Globalism is a bundle of theories: untried philosophy of state, speculative, with zero record of success or failure.
Nobody WANTS globalism, EXCEPT those with an alternative agenda which would be brought about by globalism. And the agendas and not of the choosing of the peoples involved.
Fight globalism. Nobody has shown ANYONE why it is a benefit, and then and only then, it should be appproved BY THE PEOPLE. Not a bunch of corrupt elitists.
No biggie, just some information for the future.
You've hit on one of my most favorite topics.
Wait for those to show up offering you aluminum foil, ignore their moronic replies. Denial is their shield.
bump for later...
I have an invention recognized by the United States Patent and Trademark Office. I hope to sell in other countries beside the USofA. Thanks to international agreements (globalism) I am protected in other counties just as I am in the USofA. Foreigners must get my permission to use my patent. There are millions of such arrangements on the plant. Where is the threat to your freedom?
The first item (globalization) is good and is a natural result of technological progression.
The second item (globalism) is not good.
The problem is (as I mentioned in a previous post) is far too many people don’t understand the difference and interchange the first for the second.
I don’t see any threat to your liberties by a reciprocal patent agreement, nor do I see reciprocal trade agreements with another sovereign nation as globalism.
Now, if your next patent was held up for ten years so that it could be checked against not only existing U.S. patents but also the patents of other countries because of the regulations promulgated by some “international patent committee” over which Congress has no authority, then THAT would be globalism. I hope this helps.
Pray for America and its helpless citizens and their children, who remain at risk
from murder, rape, manslaughter, and terror, due to the incompetence of a traitorous Congress
and a uncaring President who remains steadfastly dedicated to giving Mexico what it could not
obtain previously via the Zimmerman telegram urged from Germany before WWI.
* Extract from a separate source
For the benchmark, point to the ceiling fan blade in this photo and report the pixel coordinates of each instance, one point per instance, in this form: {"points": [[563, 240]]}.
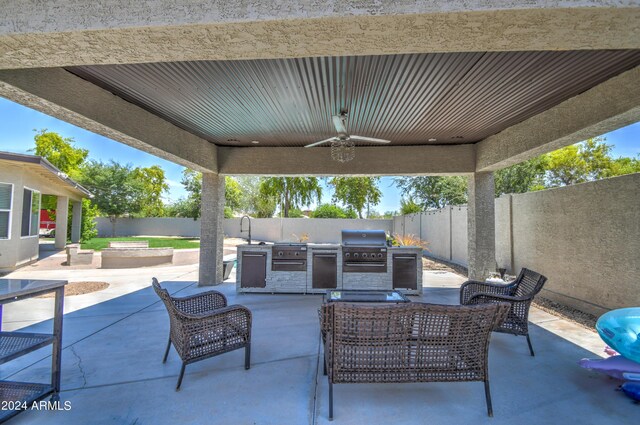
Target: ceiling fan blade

Thank you for the welcome. A question of posting etiquette, if articles on blogs are not breaking news then what about articles that are posted on websites with no print newspaper attached to the site? That is, the article is posted on a website, such as, I dunno, OneNewsNow or Townhall, without an opportunity for reader response rather than as a blog article.
Not to mention it could give the UN way too much power.
>Very good article, but I think for many people, we need to step back and define Globalism (& Globalists) vs. Globalization.<
And just who are you attempting to protect by your gobbly gook? A Globalist embraces Globalism with the goal of Globalization. It is as simple as that.
Globalization is a simple principle that trade and communication is easier because of technology improvements. For example, you can go on line right now and buy something directly from Ireland, using US dollars because technology has improved trade to the point that transactions can be ‘global’.
Unfortunately, so many people have interchanged the terms that, just as your reaction shows, the economic principle that has nothing to do with political sovereignty is too often mistaken for that.
Is it? If it is so simple, then where does the good/bad enter into it? Must be more to it.